Anaïs Nin once wrote this: And the day came when the risk it took to remain tightly closed in a bud was more painful than the risk it took to bloom.

I think I'm ready for that day.

 

How about you? What fears stop you from writing? Are you able to take the risk and bloom?

 

 

 

 

 

 

 

 

 

Much Ado

There was a huge kerfuffle about the "new Facebook" last week while I was away, and I purposely refrained from joining in because (1) I was traveling and using Facebook only on my iPad which didn't appear to be affected; and (2) I thought the whole uproar was simply much ado about nothing.

Today I logged on for the first time since the big makeover and must admit the complaints are valid. But in the overall scheme of "life in general," changes to the Facebook format are hardly worthy of the hue and cry they warranted last week, so I will restrain myself from further hyperbole on the subject.

Things seem to become blown out of proportion so often in the world today.  It's human nature to complain, and because of things like Facebook we're all able to vent our frustrations more readily. After all, when the Pony Express riders changed their route, or the corner newstand raised prices on the Daily Gazette, any complaints about the matter were likely to remain between families on the homestead or folks meeting up in the general store.  Nowadays, when our social network gets reorganized we have the perfect vehicle with which to voice our displeasure to the entire world  -  that very same social network itself.

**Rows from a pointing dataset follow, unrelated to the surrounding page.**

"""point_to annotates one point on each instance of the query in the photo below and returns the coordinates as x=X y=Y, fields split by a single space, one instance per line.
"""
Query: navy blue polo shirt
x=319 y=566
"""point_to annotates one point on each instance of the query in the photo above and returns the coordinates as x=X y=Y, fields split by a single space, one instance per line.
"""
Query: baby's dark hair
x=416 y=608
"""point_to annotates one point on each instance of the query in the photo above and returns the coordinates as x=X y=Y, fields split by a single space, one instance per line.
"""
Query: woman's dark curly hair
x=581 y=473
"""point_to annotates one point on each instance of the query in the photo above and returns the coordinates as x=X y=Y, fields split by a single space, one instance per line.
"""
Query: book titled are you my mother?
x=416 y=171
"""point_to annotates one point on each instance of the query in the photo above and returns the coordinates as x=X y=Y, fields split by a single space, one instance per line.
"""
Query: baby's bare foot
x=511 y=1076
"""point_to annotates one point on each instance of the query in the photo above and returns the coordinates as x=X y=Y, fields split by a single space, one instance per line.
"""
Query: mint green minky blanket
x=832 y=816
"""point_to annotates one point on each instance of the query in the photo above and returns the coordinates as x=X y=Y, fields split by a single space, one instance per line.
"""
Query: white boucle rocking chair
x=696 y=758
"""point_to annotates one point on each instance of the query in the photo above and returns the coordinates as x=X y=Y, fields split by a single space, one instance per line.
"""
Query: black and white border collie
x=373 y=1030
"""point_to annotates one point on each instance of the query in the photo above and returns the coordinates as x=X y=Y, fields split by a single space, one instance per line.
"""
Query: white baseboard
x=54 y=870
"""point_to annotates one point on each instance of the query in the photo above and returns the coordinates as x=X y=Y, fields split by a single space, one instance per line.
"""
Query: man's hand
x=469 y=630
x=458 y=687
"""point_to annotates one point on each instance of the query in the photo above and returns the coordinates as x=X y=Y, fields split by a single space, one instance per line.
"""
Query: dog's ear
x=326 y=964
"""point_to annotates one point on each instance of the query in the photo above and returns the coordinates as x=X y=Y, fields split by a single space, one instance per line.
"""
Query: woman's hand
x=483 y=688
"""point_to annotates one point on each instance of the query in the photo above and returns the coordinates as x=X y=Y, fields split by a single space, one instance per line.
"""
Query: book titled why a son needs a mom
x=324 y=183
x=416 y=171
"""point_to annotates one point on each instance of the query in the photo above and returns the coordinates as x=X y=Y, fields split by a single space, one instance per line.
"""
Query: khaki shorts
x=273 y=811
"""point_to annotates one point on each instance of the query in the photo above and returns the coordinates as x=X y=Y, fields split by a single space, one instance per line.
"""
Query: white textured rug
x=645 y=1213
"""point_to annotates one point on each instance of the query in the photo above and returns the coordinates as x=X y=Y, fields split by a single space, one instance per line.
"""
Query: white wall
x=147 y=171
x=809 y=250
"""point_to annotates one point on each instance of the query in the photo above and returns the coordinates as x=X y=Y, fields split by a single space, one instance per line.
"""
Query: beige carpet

However, it's part of the risk we take in placing our personal lives within the framework of a huge conglomerate like Facebook. They have the prerogative to change things up however they please. If you've spent any time on the internet at all in the past 10 years, you must realize it's anything but static.

Change is the lifeblood of the digital age, and regular transfusions are mandatory.

At the risk of sounding like a curmudgeon, perhaps we should marshal our indignation for things that really matter, rather than making a fuss about new Facebook formats.

There is much going on in this world that's worthy of ado. Maybe we should all be about making it.